MessageBox.Show("The line number is beyond the total number of lines", "Go to line");

In Visual Studio, both of those strings (“The line number is beyond the total number of lines” and “Go to line”) have a green squiggle under them, indicating a warning. That warning tells me that I should not use literal strings, which are essentially hard-coded in the application, but should instead use a resource table instead. That way, I could read in all the string values needed by the app at runtime and use the correct resources based on the locale configured in Windows. If I provided French language resources, for example, I could load them when the local was France (or whatever).

I haven’t made that change yet, but I would like to, and that’s one of my major remaining goals for this project. (And Visual Studio offers similar warnings for other values, like numbers, that can vary by locale.)

Other warnings are a bit more vexing. When I encounter an exception, I just display a Message Box that displays the exception text. But Visual Studio doesn’t like that when I’m using C#. Instead, it would like me to modify the catch block to check for specific exception types. That’s vague enough that the “Show potential fixes” option it provides is quite welcome. But the suggestions just explain how I can suppress that warning.
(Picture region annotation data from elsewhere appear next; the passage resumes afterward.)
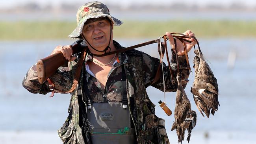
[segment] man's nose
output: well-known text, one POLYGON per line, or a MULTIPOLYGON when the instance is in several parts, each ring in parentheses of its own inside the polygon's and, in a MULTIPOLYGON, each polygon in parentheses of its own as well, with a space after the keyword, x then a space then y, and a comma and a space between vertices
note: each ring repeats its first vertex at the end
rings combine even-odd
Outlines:
POLYGON ((94 27, 94 30, 93 31, 94 33, 98 34, 101 31, 100 29, 98 26, 96 26, 94 27))

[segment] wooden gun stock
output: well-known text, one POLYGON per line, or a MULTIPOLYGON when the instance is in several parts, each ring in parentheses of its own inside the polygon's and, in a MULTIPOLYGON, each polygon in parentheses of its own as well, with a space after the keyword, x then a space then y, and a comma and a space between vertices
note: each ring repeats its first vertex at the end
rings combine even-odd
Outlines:
MULTIPOLYGON (((86 46, 86 44, 83 42, 81 39, 71 45, 73 54, 81 52, 86 46)), ((39 82, 43 84, 61 66, 67 66, 68 63, 68 61, 60 52, 39 60, 37 64, 37 70, 39 82)))

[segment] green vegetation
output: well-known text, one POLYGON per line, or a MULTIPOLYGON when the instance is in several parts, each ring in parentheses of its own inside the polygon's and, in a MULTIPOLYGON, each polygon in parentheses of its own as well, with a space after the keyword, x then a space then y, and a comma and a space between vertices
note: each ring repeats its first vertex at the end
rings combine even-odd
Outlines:
MULTIPOLYGON (((165 32, 191 30, 197 37, 256 37, 256 21, 124 21, 114 28, 114 38, 157 38, 165 32)), ((75 22, 67 21, 0 22, 0 40, 68 39, 75 22)))

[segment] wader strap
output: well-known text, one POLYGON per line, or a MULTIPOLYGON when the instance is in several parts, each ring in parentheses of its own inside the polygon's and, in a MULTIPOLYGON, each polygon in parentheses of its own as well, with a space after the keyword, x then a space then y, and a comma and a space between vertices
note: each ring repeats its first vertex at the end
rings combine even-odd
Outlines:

I’d rather know how to make it right.

C# also has ideas about how things should be named. If you’re familiar with the VB version of .NETpad, you may know that I just use what’s called camel case for object names, and that each name begins with a capital letter. So UI elements (TextBox1), event handlers (StatusBarToolStripMenuItem_Click), properties (TextHasChanged), variables (Count), and everything else is named that way.

C# is OK with camel case, but it really wants the first letter to be lowercase. So if you add a new textbox to a C# app, it will be named textBox1, not TextBox1. That’s fine. But the event handler names that Visual Studio generates are flagged with warnings.

For example, I’m using a RichTextBox in this version of the application (instead of a TextBox), and I let it name the thing as richTextBox1. So when Visual Studio generated its TextChanged event handler, it was naturally called richTextBox1_TextChanged. And then that was flagged by Visual Studio because it’s a naming rule violation. “These words must begin with upper-case characters,” I’m told. In other words, Visual Studio wants this event handler to be named RichTextBox1_TextChanged. Even though it named the event handler incorrectly in the first place.

Oddly, it’s not weird about it if I decide to name properties or variables with a beginning capital letter.

There are many other differences, but these examples speak to the type of things you’ll see as you move between VB and C# using Windows Forms and the .NET Framework. I suspect there will be further differences as I move into other frameworks, starting with WPF. And perhaps again when I shift into .NET Core. But with this experience under my belt, I’m hoping that starting fresh with C# for the next project will be a bit easier than it might have been otherwise.

If you’re interested in the code for the C# version of .NETpad, I can post that on the site somehow. I just need to finish up a few features and clean up the About Box. The rest of it is pretty much complete.